Last week, FHFA filed a lawsuit to exempt Fannie Mae and Freddie Mac from Chicago’s Vacant Property Ordinance, which requires that banks clean up and secure the properties banks own due to foreclosure.
Their lawsuit shows that they are not interested in protecting vacant homes and are also trying to stop any community that is trying to take care of their own neighborhoods,” said Action Now member Gloria Warner. “It is shameful that the FHFA is wasting taxpayer dollars on a federal lawsuit that is trying to make neighborhoods worse. Fannie Mae and Freddie Mac must be held responsible for their bad loans that turned into foreclosures and that are now vacant properties.”
The group claims vacant properties and homes often become havens for garbage, graffiti, as well as drug and gang activity. Outside of the headquarters, Warner spoke of a home burglary that resulted in valuables taken from her residence and stored in a nearby vacant home.

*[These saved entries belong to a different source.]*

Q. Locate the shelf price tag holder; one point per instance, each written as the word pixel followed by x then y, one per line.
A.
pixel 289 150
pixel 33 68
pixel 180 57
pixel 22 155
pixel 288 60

According to the group, the two mortgage giants own nearly 260,000 properties within Chicago alone. This does not include properties in suburban Cook County, which recently passed their own version of the vacant property maintenance ordinance. The county ordinance requires a property mortgagee to register the vacancy on a countywide registry costing $250, while the city fee runs $500. Both ordinances set up fines above the registry costs if banks are unable to maintain or secure the properties.
"When 75 percent of the mortgages in Cook County are owned by FHFA, allowing them to ignore their responsibilities to their own assets or our communities is impossible and a long-term disaster," said Cook County Commissioner Bridget Gainer last week at a Cook County Board meeting. Gainer also notes that nearly 10 percent of all residential properties in the county sit vacant.
For more than a year Action Now advocates have spent
their efforts to secure the ordinances and place pressure on banks to
take care of the properties. Neighborhoods on the South and West Sides,
where Action Now mostly works, are particularly affected by the
foreclosure crisis. The group took pictures to present to FHFA of a
Fannie Mae owned property located at 1643 S. Homan showing trash and an
unsecured lot.
A few members of the organization entered the Fannie Mae offices asking to speak with DeMarco and deliver their letter demanding FHFA end their lawsuit against the city.
“Wasting
taxpayer dollars on a federal lawsuit that aims to make neighborhoods
worse is not in the country’s best interest. We demand that the FHFA
immediately drop the lawsuit against the City of Chicago and start
maintaining all of their vacant homes to our standards, or keep people
in the homes by proposing principal write-down to market levels,” reads
the letter.
While the letter was accepted by a staff member, advocates were unable to speak with anyone of importance. Charles Brown, an Action Now member, said they have made multiple attempts to set up a meeting to discuss the ordinance to no avail.
“They’re making a slum out of our city,” said Brown. “Because banks like Fannie Mae won’t take care of their vacant homes, a city like Cleveland is tearing down homes.”
Here's more from Brown and the other protesters:
In recent months the Ohio city started an effort to boost housing prices by leveling degrading vacant homes. Home values plummeted with the fall of the economy and families losing their houses due to foreclosure have left cities strapped for cash with less property tax money coming into city coffers. Next year the county encompassing the City of Cleveland will begin reappraising more than a third of the homes, undoubtedly at a much lower value than their last full appraisal in 2006.
The Chicago Tribune reported last week on the lawsuit that FHFA believes the ordinance intrudes on the agency’s role as the regulator of Fannie Mae and Freddie Mac. FHFA believes the city is not in a position of power to enforce guidelines on how the mortgage companies care for the properties.
FHFA and Fannie Mae did not return phone calls for this story.